Os baixos custos observados com relação a exames diagnósticos e medicamentos (cerca de 50% dos custos, segundo as normas), contrariamente ao habitual, significaram ineficiência na execução das ações de controle da tubérculoso.
Os custos por cura, iguais a US$ 276,25 (60% a mais do que o esperado) e por hora-médico efetivamente trabalhada, de US$ 35,74 (aproximadamente quatro vezes o esperado US$ 8,31), são alguns dos exemplos do que ocorre na saúde: ao lado de baixos salários dos profissionais, encontram-se atendimentos de alto custo. Estas situações demandam uma política de recursos humanos voltada para a valorização/responsabilidade na qualidade da atenção à saúde.
AGRADECIMENTOS
Os autores agradecem ao Prof. Dr. Juan S. Yazlle Rocha e José Carlos de Medeiros Pereira pelas observações e sugestões; à enfermeira Angela Serafim, à Sra. Vera Grine e ao Dr. Artur Watanabe pelo trabalho crítico e empenho em melhorar a execução do programa. Ao Professor Assistente Afonso Dinis Costa Passos pela versão em inglês do resumo.
REFERÊNCIAS BIBLIOGRÁFICAS
MINISTÉRIO DA SAÚDE (DNPS & CNCT), 1988. Avaliação das Atividades de Controle da Tuberculose realizada no Brasil em 1986. Boletim da Campanha Nacional contra a Tuberculose, 2: 43-56.
PENNA, M. L. F., 1988. Tuberculose: assistência ou controle? Boletim da Campanha Nacional contra a Tuberculose, 2: 5-14.

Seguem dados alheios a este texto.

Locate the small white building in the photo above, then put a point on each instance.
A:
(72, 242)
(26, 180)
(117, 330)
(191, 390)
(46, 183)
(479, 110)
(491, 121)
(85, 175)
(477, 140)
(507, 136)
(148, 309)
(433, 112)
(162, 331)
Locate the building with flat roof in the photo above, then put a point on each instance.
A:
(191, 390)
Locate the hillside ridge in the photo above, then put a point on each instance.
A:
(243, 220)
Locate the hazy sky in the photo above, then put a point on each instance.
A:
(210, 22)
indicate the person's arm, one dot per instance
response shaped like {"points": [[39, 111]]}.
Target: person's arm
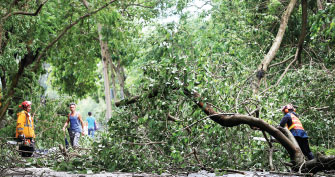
{"points": [[82, 123], [66, 123], [284, 120]]}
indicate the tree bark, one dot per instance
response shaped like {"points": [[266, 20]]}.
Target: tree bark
{"points": [[262, 68], [113, 81], [105, 59], [27, 60], [303, 29], [320, 163]]}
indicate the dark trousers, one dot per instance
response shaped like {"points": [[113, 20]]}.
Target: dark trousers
{"points": [[304, 146]]}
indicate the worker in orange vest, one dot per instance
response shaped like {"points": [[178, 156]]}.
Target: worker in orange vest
{"points": [[25, 130], [293, 123]]}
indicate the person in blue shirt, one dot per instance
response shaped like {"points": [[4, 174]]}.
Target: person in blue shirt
{"points": [[76, 125], [91, 124], [293, 123]]}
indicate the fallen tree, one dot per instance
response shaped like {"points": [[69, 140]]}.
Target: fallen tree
{"points": [[298, 163]]}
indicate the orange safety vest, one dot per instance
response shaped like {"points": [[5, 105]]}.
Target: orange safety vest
{"points": [[25, 125], [296, 124]]}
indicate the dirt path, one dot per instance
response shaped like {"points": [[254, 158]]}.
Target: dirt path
{"points": [[46, 172]]}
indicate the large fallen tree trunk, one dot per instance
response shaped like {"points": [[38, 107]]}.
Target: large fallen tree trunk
{"points": [[320, 163]]}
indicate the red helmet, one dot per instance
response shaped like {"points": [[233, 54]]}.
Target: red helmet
{"points": [[288, 107], [25, 104]]}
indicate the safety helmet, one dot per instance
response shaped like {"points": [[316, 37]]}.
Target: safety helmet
{"points": [[25, 104], [288, 107]]}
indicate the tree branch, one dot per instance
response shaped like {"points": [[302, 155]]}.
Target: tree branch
{"points": [[275, 46], [64, 32], [25, 13]]}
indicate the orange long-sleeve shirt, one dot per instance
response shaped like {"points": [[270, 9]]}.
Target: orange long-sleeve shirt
{"points": [[25, 125]]}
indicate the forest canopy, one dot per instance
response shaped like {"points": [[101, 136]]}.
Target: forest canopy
{"points": [[176, 85]]}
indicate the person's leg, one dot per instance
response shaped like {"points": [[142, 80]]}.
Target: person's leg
{"points": [[72, 134], [304, 146], [92, 133], [76, 139]]}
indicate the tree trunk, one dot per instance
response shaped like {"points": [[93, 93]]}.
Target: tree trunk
{"points": [[303, 29], [113, 80], [27, 60], [105, 57], [120, 73], [262, 68]]}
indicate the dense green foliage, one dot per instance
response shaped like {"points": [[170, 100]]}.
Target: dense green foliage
{"points": [[213, 52]]}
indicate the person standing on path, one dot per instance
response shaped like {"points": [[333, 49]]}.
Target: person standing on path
{"points": [[91, 124], [25, 130], [76, 126], [293, 123]]}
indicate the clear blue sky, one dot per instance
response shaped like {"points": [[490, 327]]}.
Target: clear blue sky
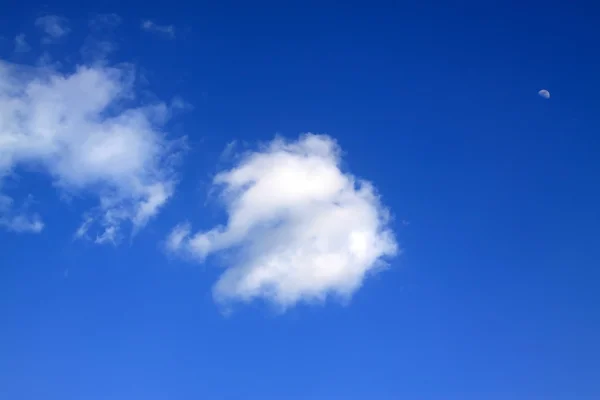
{"points": [[494, 192]]}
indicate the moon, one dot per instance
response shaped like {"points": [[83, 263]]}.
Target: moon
{"points": [[544, 93]]}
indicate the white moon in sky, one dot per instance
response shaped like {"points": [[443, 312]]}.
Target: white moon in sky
{"points": [[544, 93]]}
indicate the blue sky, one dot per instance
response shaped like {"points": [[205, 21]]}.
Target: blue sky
{"points": [[169, 230]]}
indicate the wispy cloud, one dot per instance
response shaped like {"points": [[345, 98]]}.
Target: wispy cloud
{"points": [[53, 26], [59, 123], [101, 22], [19, 221], [21, 45], [298, 229], [151, 26]]}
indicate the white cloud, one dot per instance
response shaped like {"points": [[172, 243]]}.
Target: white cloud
{"points": [[53, 26], [18, 220], [102, 22], [298, 228], [77, 128], [151, 26], [21, 45]]}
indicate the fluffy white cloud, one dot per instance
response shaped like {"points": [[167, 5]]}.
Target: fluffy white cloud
{"points": [[151, 26], [76, 128], [298, 229], [53, 26]]}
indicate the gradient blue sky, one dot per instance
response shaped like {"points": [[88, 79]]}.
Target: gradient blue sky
{"points": [[494, 190]]}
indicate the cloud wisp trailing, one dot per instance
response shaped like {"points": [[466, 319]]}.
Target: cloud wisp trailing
{"points": [[21, 45], [77, 128], [299, 228], [53, 26], [151, 26]]}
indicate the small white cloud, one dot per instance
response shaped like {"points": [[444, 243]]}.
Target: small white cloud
{"points": [[150, 26], [53, 26], [18, 220], [101, 22], [298, 229], [21, 45], [60, 124]]}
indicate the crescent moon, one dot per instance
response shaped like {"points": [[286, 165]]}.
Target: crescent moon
{"points": [[544, 93]]}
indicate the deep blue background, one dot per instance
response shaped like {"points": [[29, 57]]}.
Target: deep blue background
{"points": [[496, 293]]}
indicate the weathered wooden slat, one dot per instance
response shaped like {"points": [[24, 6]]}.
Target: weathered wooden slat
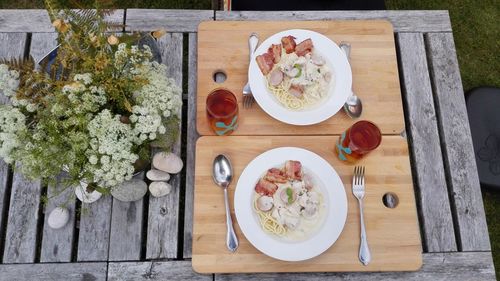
{"points": [[434, 204], [192, 136], [21, 229], [37, 20], [4, 200], [42, 44], [126, 229], [456, 266], [95, 224], [165, 270], [54, 271], [12, 45], [57, 244], [21, 237], [171, 20], [457, 144], [403, 21], [163, 218]]}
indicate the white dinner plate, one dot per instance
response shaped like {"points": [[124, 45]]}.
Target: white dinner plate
{"points": [[333, 193], [339, 90]]}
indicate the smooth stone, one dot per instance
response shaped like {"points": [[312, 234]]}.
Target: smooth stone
{"points": [[167, 162], [84, 196], [58, 218], [159, 188], [129, 191], [157, 175]]}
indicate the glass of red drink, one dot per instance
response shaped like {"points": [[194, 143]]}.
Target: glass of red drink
{"points": [[361, 138], [222, 111]]}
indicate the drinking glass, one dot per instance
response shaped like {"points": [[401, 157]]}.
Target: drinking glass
{"points": [[222, 111], [361, 138]]}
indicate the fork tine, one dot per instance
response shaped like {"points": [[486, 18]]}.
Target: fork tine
{"points": [[363, 177], [245, 101]]}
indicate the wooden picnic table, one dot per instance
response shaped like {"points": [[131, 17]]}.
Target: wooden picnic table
{"points": [[150, 239]]}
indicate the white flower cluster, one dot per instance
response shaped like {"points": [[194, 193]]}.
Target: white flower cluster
{"points": [[110, 157], [83, 96], [12, 121], [156, 101], [9, 81]]}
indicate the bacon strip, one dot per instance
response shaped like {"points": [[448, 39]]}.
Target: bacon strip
{"points": [[293, 170], [265, 62], [276, 51], [264, 187], [276, 176], [288, 43], [304, 47]]}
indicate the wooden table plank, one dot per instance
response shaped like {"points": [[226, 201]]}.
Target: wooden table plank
{"points": [[171, 20], [126, 229], [82, 271], [435, 212], [454, 266], [192, 136], [4, 198], [11, 45], [21, 229], [403, 21], [57, 244], [36, 20], [458, 150], [95, 224], [163, 219], [164, 270], [42, 44], [21, 237]]}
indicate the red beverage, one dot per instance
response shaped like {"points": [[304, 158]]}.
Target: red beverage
{"points": [[358, 140], [222, 111]]}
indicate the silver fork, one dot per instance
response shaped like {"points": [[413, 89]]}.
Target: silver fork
{"points": [[358, 189], [248, 99]]}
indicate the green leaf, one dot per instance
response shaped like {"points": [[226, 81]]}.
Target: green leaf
{"points": [[289, 193]]}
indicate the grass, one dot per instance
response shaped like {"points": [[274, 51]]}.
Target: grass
{"points": [[475, 29]]}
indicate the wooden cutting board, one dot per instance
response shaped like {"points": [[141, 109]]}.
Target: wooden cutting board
{"points": [[223, 45], [393, 234]]}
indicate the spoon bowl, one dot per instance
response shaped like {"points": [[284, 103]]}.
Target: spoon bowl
{"points": [[223, 172], [353, 106], [223, 175]]}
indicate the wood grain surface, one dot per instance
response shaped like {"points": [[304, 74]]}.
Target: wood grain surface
{"points": [[224, 46], [393, 234], [403, 21], [436, 217], [456, 137]]}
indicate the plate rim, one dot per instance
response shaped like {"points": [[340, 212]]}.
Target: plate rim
{"points": [[332, 106], [259, 238]]}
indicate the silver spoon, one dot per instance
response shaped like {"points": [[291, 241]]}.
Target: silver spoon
{"points": [[353, 106], [223, 174]]}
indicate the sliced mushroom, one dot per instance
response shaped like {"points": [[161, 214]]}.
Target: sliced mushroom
{"points": [[310, 211], [265, 203], [276, 77], [296, 91], [293, 72], [284, 195], [317, 60]]}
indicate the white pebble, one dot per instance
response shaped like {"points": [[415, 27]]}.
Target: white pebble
{"points": [[58, 218], [167, 162], [159, 188], [157, 175], [84, 196]]}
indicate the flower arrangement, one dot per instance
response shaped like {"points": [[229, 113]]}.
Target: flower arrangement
{"points": [[94, 112]]}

PIO, A., 1984. El futuro de la lucha antituberculosa problemas y perspectivas. Boletin de la Oficina Sanitaria Panamericana., 96: 101-118.
RUFFINO NETTO, A., 1990. Tuberculose e a discriminação histórica na saúde. Programa do I Congresso Brasileiro de Epidemiologia, p. 20, Campinas.
RUFFINO NETTO, A.; SANCHES, O.; CÁRNEO, A. S.; NASCIMENTO, C. S. G.; OLIVEIRA, C. E.; SILVA, E. & CHIRELLI, M. Q., 1985. Cobertura vacinal em menores de 15 anos residentes em área assistida pelo Centro de Saúde Escola de Ribeirão Preto - SP. In: Anais do Congresso Regional Latino-americano da Associação Internacional de Epidemiologia, p. 29, Ribeirão Preto.